This paper examines how design thinking journeys support responsible design decisions in nascent business to business (B2B) and business to consumers (B2C) business models in a pre-market phase. It addresses how patterns of sequence, emphasis and iteration across the five phases (empathise, define, ideate, prototype, test) relate to the quality and timeliness of design decisions and how problem framing clarity shapes prototype fidelity and the quality of behavioural evidence used to decide.
The study adopts a qualitative multiple-case design. It analyses 43 nascent service business models, each developed by MBA teams from a Graduate School in Peru working with real users, high-fidelity prototypes and pre-market tests. Using embedded case logic and replication (literal and theoretical), the paper combines rubric-based coding of the five design thinking phases with cross-case pattern matching and explanation building.
Most teams traverse all five phases, but only a subset exhibits “high balanced chains” in which empathising, defining, ideating, prototyping and testing all reach high levels; these journeys are associated with more timely, well-grounded design decisions.
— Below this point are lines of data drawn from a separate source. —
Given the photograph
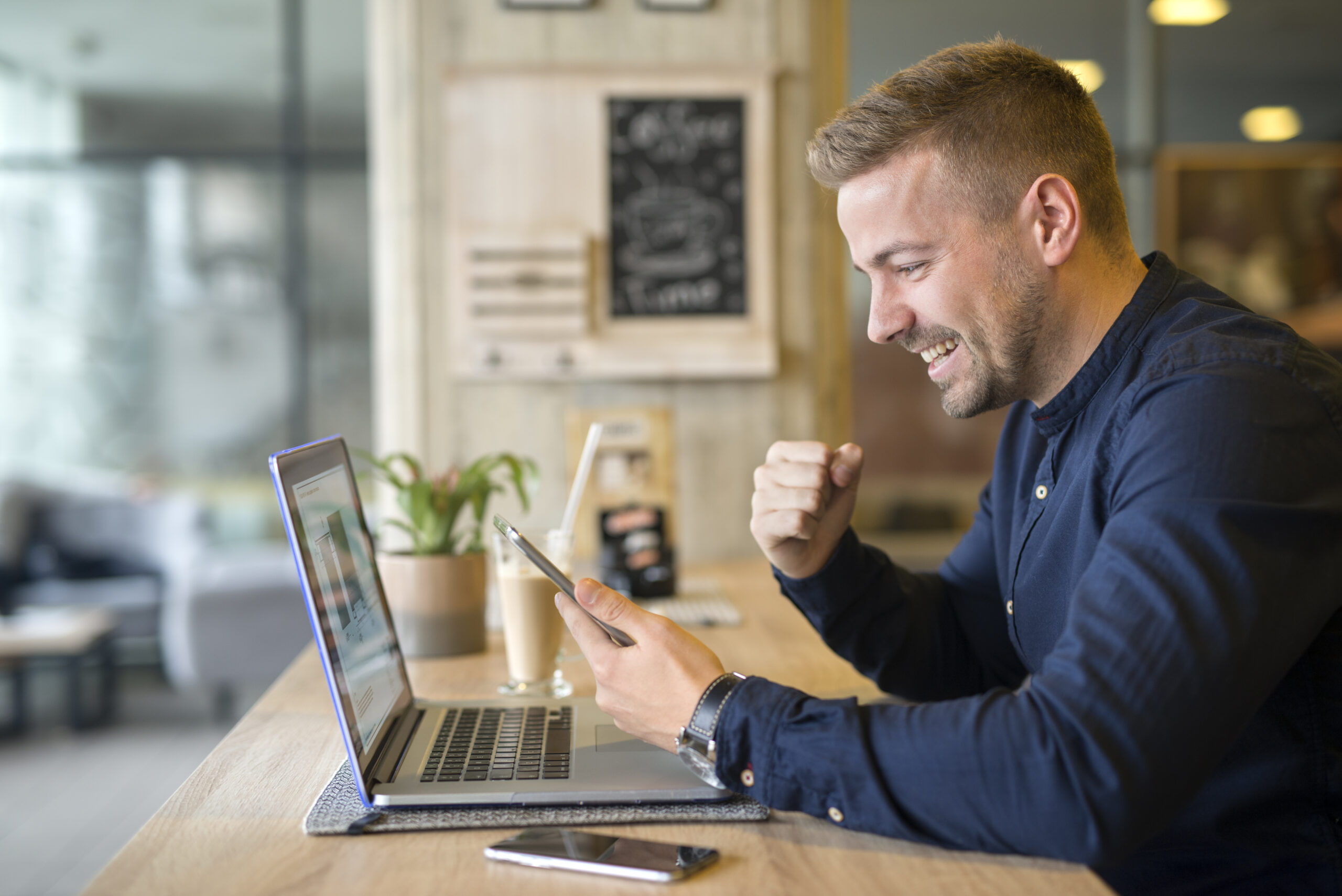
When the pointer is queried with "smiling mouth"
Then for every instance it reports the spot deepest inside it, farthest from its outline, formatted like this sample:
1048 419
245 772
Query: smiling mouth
936 354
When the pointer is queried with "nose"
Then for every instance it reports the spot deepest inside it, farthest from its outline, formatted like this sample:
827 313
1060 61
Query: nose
890 317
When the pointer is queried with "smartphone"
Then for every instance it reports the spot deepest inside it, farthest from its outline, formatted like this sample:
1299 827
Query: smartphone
602 855
556 576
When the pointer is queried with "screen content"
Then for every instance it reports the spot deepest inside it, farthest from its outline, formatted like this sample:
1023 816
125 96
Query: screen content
359 632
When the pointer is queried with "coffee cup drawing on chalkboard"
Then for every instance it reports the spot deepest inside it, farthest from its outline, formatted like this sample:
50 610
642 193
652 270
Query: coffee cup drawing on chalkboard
677 207
673 231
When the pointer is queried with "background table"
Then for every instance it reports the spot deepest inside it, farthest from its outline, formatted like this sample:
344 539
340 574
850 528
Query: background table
235 825
73 636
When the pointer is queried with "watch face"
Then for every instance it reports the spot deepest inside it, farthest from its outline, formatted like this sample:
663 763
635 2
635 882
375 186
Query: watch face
698 763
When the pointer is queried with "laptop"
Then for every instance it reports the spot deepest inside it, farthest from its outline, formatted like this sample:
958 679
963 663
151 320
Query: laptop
410 751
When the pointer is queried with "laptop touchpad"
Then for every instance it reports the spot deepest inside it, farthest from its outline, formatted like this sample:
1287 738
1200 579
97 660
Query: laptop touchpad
611 739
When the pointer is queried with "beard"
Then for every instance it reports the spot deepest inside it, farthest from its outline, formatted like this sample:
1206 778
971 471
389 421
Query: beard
1002 344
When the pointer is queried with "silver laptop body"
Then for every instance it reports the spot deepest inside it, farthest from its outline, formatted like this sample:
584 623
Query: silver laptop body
407 751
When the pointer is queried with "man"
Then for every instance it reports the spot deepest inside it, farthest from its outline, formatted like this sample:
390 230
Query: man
1134 656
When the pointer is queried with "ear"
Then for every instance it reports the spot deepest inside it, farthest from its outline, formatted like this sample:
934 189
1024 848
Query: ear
1051 217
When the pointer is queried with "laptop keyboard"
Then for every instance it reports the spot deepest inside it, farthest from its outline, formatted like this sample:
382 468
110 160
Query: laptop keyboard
485 743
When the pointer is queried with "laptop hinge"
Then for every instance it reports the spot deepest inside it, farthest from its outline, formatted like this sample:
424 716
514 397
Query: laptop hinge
395 746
Problem framing clarity is consistently linked to higher prototype fidelity but only weakly to the intensity and quality of behavioural evidence: good problems often lead to good prototypes, yet not to strong experimentation. A high-alignment cluster combines clear problems, appropriate prototype fidelity and multiple behavioural experiments.
The paper integrates process-level evidence on design thinking journeys with the notion of responsible design decisions in nascent business models, showing that responsibility hinges on aligned problem–prototype–evidence chains rather than on the mere adoption of design thinking tools.